When his 500-page book appeared in 2003, when Paolini was 19, it went straight to No. 3 on the New York Times best-seller list. And some weeks, it outsold Harry Potter books. He has since written two best-selling sequels, Eldest (2005) and Brisingr (2008).

He said about the composition process: "For me, the time spent plotting out a novel is more important than the actual writing. If you don't have a good story, it's exceedingly unlikely that a good book can be pulled from the morass of ideas floating around in your brain.
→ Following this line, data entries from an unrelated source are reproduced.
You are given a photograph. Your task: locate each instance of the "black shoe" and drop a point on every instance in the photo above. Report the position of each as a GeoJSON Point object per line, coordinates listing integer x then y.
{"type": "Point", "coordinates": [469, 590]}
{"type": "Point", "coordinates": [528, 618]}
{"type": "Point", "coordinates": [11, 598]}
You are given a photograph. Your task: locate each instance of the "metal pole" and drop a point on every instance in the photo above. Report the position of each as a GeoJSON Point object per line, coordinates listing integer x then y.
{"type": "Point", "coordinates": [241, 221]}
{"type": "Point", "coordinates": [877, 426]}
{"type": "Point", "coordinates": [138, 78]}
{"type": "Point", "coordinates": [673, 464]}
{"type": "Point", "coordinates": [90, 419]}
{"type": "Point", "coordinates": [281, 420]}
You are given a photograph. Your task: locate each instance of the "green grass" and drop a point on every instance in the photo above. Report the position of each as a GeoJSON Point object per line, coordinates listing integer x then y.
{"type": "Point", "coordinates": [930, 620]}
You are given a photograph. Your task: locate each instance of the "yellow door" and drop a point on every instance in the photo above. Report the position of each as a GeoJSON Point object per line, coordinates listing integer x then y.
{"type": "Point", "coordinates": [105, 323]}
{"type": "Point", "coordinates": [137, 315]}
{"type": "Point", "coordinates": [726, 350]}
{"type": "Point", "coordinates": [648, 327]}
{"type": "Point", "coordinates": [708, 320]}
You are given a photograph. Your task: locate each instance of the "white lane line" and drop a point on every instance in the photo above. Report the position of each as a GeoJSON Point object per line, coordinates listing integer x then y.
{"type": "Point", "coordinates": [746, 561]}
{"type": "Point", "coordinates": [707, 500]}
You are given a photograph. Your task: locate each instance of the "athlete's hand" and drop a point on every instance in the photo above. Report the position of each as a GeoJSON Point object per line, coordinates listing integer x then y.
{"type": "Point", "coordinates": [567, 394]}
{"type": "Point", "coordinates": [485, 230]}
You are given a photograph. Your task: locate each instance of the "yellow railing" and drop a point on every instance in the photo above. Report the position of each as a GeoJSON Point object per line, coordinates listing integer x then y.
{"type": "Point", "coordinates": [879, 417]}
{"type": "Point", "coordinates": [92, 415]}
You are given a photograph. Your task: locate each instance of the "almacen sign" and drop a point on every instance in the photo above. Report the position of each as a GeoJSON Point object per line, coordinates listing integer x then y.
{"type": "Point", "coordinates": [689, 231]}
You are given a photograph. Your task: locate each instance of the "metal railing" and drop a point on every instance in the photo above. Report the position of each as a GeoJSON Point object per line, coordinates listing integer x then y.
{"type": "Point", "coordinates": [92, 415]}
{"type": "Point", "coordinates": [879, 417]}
Typing out Eragon was a rather straightforward affair once I had the plot firmly in hand."

From the archives:

It was on this day in 1558 that Queen Elizabeth I acceded to the English throne. She reigned for 45 years. She took over after the death of her sister, Queen Mary, and so Edmund Spenser, Christopher Marlowe, and William Shakespeare are known as Elizabethan authors, and not Maryan authors.

It's the birthday of the man who created Saturday Night LiveLorne Michaels, born in Toronto, Canada (1944). He formed a comedy duo with Hart Pomerantz. In the early '70s, they had their own television variety show, The Hart and Lorne Terrific Hour, on Canadian television. They also contracted their talents to comedic acts in the United States, writing for Phyllis Diller, Lily Tomlin, Joan Rivers, and Woody Allen. They wrote for the NBC show Rowan & Martin's Laugh-In, and then NBC asked Michaels to come up with a comedy show to replace the Johnny Carson reruns that aired Saturday nights at 11:30 p.m.
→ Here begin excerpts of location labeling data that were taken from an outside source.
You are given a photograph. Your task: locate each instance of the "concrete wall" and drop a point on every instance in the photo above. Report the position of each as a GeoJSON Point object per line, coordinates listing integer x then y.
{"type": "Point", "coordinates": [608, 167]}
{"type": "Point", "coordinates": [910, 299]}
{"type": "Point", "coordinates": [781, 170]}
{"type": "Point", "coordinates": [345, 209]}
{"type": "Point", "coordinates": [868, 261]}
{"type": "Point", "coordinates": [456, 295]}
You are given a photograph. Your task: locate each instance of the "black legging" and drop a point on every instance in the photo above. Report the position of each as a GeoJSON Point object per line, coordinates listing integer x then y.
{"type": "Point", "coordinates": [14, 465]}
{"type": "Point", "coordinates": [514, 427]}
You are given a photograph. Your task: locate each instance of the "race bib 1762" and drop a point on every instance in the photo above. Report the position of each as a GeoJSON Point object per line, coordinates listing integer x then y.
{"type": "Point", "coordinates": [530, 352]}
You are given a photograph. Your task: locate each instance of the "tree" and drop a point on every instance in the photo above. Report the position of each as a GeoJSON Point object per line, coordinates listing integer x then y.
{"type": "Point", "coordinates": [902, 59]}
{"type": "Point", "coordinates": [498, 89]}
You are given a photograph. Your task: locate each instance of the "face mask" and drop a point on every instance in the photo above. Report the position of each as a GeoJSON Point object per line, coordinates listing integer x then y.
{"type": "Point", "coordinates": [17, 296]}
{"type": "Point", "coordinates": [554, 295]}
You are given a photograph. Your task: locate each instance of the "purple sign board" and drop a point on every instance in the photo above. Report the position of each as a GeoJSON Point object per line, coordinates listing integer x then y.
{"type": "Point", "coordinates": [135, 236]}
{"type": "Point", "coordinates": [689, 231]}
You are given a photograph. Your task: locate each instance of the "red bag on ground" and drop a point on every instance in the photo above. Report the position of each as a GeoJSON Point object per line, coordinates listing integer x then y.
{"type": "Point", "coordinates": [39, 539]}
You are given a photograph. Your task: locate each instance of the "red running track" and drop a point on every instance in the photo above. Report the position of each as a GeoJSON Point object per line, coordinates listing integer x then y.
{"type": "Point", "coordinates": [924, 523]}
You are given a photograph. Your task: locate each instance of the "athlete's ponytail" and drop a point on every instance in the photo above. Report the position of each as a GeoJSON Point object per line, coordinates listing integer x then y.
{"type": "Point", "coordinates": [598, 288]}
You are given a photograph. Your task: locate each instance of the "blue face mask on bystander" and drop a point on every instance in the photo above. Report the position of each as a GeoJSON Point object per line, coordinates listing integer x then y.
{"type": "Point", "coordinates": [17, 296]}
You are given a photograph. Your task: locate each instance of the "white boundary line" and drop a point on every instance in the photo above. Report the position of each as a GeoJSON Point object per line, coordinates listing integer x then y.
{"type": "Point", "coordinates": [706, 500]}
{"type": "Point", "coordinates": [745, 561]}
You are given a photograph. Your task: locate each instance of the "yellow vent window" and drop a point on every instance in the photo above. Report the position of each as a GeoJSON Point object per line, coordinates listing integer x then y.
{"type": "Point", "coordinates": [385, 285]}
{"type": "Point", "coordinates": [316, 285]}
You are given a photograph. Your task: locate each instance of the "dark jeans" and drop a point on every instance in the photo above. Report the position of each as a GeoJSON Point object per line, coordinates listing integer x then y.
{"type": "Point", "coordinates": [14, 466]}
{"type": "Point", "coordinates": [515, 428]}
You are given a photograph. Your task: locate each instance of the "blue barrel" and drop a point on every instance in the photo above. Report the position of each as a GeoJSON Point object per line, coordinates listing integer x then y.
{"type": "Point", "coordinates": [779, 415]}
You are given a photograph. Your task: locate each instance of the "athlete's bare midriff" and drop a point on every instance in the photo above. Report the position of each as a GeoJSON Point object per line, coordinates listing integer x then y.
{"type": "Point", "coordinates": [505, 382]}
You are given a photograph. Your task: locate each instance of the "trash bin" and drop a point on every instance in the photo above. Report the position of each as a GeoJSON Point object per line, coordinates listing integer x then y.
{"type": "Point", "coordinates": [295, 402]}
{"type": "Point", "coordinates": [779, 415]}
Michaels recruited talent from all sorts of places. Dan Aykroyd was a fellow Canadian, and Chevy Chase, John Belushi, and Gilda Radner had worked on the National Lampoon show. Muppet creator Jim Henson created sketches for the show, and recent Harvard grad Al Franken was signed on as a writer. Michaels put together the first season, 1975–1976, and won an Emmy for it.

It's the birthday of filmmaker Martin Scorsese, born 1942 in the Flushing section of Queens (1942), who went to seminary school with plans of becoming a priest, but he was expelled for roughhousing during prayers and went to NYU and majored in film instead.

He got a lot of attention for early films like Mean Streets (1973) and Taxi Driver (1976), but they didn't make much money, and his musical New York, New York(1977) was a complete flop. Scorsese thought his career might be over. He began drinking too much and wound up in the hospital. Robert DeNiro came to visit him there and told him to get his act together and make the movie they'd been talking about for years, about the boxer Jake LaMotta. Scorsese agreed, and he poured the next few years of his life into that movie, trying to get every detail exactly right. When the studio finally demanded that he send the picture to the labs for printing, Scorsese almost took his name off the project because in a minor scene in a bar he couldn't hear one of the characters order a Cutty Sark. He knew that was exactly the kind of drink that character would have ordered, and he wanted people to be able to hear it. He got his way, and Raging Bull was a big success when it came out in 1980. It's now considered one of the best films of the decade.

His other films include Goodfellas (1990), Casino (1995), and The Departed (2006). Martin Scorsese said, "Movies ... fulfill a spiritual need that people have to share a common memory."